Hadoop provides a platform for building distributed systems for massive data storage and analysis. It has internal mechanisms to replicate user data and to tolerate many kinds of hardware and software failures. However, like many other distributed systems, Hadoop has a small number of Single Points of Failure (SPoFs). These include the NameNode (which manages the Hadoop Distributed Filesystem namespace and keeps track of storage blocks), and the JobTracker (which schedules jobs and the map and reduce tasks that make up each job). VMware vSphere Fault Tolerance (FT) can be used to protect virtual machines that run these vulnerable components of a Hadoop cluster.

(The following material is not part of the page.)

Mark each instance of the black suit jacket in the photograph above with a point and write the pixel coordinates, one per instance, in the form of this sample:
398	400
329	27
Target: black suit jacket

We used a cluster of 24 hosts to run three different Hadoop applications to show that such protection has only a small impact on application performance. We employed various Hadoop configurations to artificially create greater load on the NameNode and JobTracker daemons. With conservative extrapolation, these tests show that uniprocessor virtual machines with FT enabled are sufficient to run the NameNode and JobTracker daemons for clusters of more than 200 hosts.
A new white paper, “Protecting Hadoop with VMware vSphere 5 Fault Tolerance,” is available in which these tests are described in detail. To enable comparisons with other distributed applications, we show the CPU and network utilization of the protected VMs. In addition, we provide several best practices to maximize the size of the Hadoop cluster that FT can be protect.